A number of caves, most notably Liang Bua where the Homo floresiensis fossils were discovered, are open for tours. Liang Bua, which means "cold cave," is an impressive size—100 feet (30 meters) wide and over 130 feet (40 meters) deep.

Visitors must content themselves with the cave's limestone stalactite and stalagmite formations, however, since its famous fossils have been excavated and transported to Jakarta for further study.

Exotic creatures roam Flores, including dolphin-size Komodo dragons, the world's largest lizards. A four-hour boat ride from Labuhanbajo, on Flores's western tip, can also take visitors to see the reptiles on Komodo, the island for which the lizards are named.

Equally unique is Flores's giant rat population. The creatures resemble "large rabbits with long tails," said Richard Roberts. One of Indonesia's leading scientists, Roberts helped discover the Homo floresiensis fossils.

Flores also boasts fascinating geology. The island's main attraction has long been the trio of crater lakes atop the Keli Mutu volcano. Once vibrant shades of red, white, and blue, the lakes have changed color over time to aquamarine, red-brown, and black as a result of dissolving minerals and varying oxygen levels. A truck from the nearby village of Moni takes visitors up the mountain each day before sunrise.

Religious Customs

Local religious customs can still be observed throughout the predominantly Catholic island. In the Ngada District near the town of Bajawa, communities center on a pair of ceremonial structures, the Bhaga (a small hut) and the Ngadhu (a kind of thatched umbrella). The two represent the power of female and male ancestors.

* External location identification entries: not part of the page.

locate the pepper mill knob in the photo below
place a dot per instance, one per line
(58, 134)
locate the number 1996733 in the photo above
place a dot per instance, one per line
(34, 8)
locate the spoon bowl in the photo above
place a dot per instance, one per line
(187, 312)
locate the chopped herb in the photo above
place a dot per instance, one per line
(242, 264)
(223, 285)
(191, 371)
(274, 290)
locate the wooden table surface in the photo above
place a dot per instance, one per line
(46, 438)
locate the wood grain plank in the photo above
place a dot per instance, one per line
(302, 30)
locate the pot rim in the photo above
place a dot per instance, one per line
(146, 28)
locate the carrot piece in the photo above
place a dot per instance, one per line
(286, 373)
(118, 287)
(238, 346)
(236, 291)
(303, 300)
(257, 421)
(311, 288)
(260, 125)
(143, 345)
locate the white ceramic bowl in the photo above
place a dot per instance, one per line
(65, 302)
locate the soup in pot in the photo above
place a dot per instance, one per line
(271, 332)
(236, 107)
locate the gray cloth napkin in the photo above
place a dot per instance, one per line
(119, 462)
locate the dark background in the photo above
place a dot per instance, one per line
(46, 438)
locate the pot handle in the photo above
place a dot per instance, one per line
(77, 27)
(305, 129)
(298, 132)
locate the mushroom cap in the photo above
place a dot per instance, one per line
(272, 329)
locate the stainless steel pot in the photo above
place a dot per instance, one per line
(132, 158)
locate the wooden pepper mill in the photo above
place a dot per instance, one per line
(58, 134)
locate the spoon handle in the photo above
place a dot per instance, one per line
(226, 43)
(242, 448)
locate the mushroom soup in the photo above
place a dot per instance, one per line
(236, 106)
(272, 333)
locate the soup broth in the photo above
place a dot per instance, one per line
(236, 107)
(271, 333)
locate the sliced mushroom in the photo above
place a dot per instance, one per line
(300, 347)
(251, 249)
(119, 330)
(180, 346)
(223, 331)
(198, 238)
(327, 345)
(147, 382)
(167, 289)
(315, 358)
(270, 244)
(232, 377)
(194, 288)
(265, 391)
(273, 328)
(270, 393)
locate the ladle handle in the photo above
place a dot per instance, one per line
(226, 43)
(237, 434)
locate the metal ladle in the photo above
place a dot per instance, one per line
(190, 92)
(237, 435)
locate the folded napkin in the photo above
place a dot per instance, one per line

Here and elsewhere in Flores, Christian ritual is combined with local tradition, including the Reba festival, an annual event in December, which kicks off with a Catholic mass followed by a procession of swordsmen or a deer hunt that doubles as a fertility and puberty rite.

Flores's newfound fame, combined with its many offerings, has local guides confident about the future of travel there. Paka, the Bali-based tour operator, said, "I feel there will be many people coming to Flores."